FOREIGN Secretary William Hague said international efforts to ease the escalating conflict in Syria were focused on trying to reach a peaceful transition and that foreign military intervention was not being considered.

"We are not looking for any foreign military intervention. I think we should not think about it in terms of another Libya," he told a news conference in the Pakistani capital Islamabad.

"All our efforts are going into supporting a peaceful transition in Syria, and a peaceful solution," said Mr Hague, in a press conference with Pakistani Foreign Minister Hina Rabbani Khar.

"If there is any violent solution, it would clearly involve many more deaths and a great deal of hardship for the Syrian people."

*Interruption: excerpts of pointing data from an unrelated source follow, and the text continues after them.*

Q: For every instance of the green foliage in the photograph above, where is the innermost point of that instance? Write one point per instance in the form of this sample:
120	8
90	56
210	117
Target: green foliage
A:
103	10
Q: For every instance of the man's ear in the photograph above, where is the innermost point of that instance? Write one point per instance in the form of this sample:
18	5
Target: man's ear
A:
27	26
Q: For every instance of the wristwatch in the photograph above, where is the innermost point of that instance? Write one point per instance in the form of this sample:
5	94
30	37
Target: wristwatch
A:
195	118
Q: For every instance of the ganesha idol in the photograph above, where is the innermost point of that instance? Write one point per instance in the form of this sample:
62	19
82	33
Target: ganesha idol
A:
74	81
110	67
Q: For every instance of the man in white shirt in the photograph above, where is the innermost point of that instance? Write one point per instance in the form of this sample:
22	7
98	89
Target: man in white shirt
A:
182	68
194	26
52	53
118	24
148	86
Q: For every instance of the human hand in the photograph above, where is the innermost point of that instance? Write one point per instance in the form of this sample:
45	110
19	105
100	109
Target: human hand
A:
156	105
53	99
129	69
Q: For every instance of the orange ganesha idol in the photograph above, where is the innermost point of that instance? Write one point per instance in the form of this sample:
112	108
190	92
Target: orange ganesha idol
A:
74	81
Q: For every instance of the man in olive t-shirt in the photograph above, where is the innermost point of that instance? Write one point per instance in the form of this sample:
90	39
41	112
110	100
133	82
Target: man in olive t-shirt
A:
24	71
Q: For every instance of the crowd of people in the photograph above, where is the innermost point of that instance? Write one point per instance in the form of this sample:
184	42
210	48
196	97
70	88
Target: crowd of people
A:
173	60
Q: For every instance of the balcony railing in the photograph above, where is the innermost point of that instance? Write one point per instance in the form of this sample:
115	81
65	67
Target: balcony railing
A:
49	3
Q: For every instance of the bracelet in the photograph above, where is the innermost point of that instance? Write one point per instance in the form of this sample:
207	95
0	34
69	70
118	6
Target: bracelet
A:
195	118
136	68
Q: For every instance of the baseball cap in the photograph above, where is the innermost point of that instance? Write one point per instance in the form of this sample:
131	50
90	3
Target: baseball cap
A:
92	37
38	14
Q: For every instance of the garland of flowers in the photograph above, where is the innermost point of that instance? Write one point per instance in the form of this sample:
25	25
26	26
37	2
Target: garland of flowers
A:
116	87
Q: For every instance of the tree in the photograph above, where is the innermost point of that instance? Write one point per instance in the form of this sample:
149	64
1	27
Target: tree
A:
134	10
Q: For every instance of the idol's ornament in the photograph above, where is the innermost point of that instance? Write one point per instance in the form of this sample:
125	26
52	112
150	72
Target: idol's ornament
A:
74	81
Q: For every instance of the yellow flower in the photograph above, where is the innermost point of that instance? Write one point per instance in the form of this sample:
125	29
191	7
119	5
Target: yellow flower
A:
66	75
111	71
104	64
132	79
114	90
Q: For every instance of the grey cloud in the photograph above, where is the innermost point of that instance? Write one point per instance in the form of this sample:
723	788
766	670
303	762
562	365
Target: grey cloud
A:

Mr Hague's comments came as it emerged an international "contact group" will meet soon to discuss how to make Syria's Government and opposition groups abide by a peace plan brokered by Kofi Annan.

"The objective of creating this group is to give teeth to the plan, to convince the parties to implement the plan in its entirety. It is not to create a new plan," Mr Annan's spokesman Ahmad Fawzi told a UN media briefing. The contact group meeting has been in doubt because of US opposition to Iran's involvement.

Iran, along with Russia and China, which both blocked UN Security Council efforts to put pressure on Syria, backs Syria's Government, despite UN human rights investigators accusing it of crimes against humanity.

In Syria yesterday, at least 10 people were killed when Government forces barraged an eastern city with mortar shells as protesters were dispersing, while clashes broke out elsewhere in the country, activists said.

The violence comes as President Bashar Assad's regime faces international pressure over brutal tactics against the opposition, with the UN accusing the Government of using children as young as nine as human shields.